Each phase has its own set of metrics. Detection models are measured by precision, recall, and bounding box accuracy. Classification models are measured by side accuracy. Identification models are measured by ID accuracy. All models also have a revision rate that captures overall human correction effort.

Metrics are materialized, not computed on the fly. A background job runs nightly to aggregate all human corrections (called revisions) into a snapshot for each model. This means:

  • The ML Center loads instantly — it reads pre-computed results, not raw data.
  • You see a “Last updated” timestamp showing when metrics were last computed (e.g., “Metrics as of Feb 19, 2026, 3:00 AM UTC”).
  • Daily snapshots accumulate over time, enabling trend charts that show how model performance changes day by day.

When metric tracking is first enabled for a population, a baseline date is set. Only human corrections recorded after this date are included in metrics. The ML Center displays this as “Metrics tracked since [date].”

This exists because earlier annotation reviews may not have had their corrections fully tracked. The baseline ensures your metrics reflect accurate, complete data.
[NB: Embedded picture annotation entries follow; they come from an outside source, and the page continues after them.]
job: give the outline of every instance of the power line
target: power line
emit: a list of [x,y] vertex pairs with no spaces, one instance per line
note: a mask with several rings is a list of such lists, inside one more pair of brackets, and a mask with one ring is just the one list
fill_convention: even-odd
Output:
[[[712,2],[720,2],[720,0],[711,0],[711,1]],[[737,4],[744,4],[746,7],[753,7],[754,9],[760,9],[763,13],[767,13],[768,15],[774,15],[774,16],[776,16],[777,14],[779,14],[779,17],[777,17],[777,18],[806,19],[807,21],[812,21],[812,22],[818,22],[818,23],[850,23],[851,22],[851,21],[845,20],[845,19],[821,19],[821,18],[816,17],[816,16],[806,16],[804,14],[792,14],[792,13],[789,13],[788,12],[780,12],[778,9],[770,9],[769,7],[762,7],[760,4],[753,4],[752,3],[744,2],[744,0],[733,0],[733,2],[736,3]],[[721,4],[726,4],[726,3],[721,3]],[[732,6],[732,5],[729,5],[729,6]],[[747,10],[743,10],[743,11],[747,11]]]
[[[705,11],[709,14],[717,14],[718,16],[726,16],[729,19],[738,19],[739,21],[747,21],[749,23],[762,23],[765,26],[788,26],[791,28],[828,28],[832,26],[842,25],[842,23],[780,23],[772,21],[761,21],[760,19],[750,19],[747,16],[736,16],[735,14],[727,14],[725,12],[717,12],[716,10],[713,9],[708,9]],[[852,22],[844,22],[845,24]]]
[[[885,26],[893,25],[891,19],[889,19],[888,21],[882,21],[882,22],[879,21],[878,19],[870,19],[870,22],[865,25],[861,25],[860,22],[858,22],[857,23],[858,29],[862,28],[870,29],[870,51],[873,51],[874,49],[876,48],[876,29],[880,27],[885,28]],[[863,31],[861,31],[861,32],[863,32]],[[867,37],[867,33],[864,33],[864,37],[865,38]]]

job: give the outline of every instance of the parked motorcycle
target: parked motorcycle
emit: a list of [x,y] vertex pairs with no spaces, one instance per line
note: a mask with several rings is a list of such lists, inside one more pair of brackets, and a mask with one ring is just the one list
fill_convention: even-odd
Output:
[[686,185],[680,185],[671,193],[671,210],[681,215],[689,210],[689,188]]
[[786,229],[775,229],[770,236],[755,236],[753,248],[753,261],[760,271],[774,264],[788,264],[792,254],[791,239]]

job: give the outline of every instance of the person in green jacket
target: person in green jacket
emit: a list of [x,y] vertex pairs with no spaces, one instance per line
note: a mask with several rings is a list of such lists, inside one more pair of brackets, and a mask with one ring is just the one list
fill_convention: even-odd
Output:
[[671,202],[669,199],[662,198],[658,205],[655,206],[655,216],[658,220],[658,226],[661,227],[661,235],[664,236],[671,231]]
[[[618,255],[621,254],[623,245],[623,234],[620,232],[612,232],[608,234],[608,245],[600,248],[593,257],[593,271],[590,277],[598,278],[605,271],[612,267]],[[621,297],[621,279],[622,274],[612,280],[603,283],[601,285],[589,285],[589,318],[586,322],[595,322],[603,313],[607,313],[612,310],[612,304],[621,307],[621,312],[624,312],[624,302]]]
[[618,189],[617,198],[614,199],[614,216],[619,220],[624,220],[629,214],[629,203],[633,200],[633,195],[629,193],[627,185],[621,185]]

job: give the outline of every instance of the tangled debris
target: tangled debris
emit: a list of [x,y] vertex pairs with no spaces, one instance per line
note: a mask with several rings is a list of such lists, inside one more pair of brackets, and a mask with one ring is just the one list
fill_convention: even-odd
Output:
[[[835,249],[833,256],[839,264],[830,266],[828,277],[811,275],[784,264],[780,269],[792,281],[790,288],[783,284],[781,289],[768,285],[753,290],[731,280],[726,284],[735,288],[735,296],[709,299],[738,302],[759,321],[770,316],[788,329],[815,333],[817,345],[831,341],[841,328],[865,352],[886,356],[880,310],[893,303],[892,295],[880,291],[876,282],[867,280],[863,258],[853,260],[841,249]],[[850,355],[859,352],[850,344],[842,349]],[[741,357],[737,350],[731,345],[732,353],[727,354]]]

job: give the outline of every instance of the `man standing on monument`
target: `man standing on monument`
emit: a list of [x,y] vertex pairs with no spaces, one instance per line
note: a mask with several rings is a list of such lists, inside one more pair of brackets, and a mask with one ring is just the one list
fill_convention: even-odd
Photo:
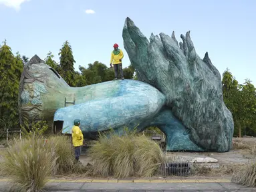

Each model appears as a card on the ML Center dashboard. Here is what to look for:

  • Metric values — Percentages and scores for the model’s phase (detection, classification, or identification).
  • “Preliminary” badge — If a model has fewer than the sample threshold (default: 100 reviewed annotations), its metrics are flagged as preliminary. The numbers are still computed and shown, but they may shift significantly as more data comes in.
  • Null values shown as ”---” — If there is not enough data to compute a metric (for example, zero confirmed annotations), the metric displays a dash instead of a misleading 0% or 100%.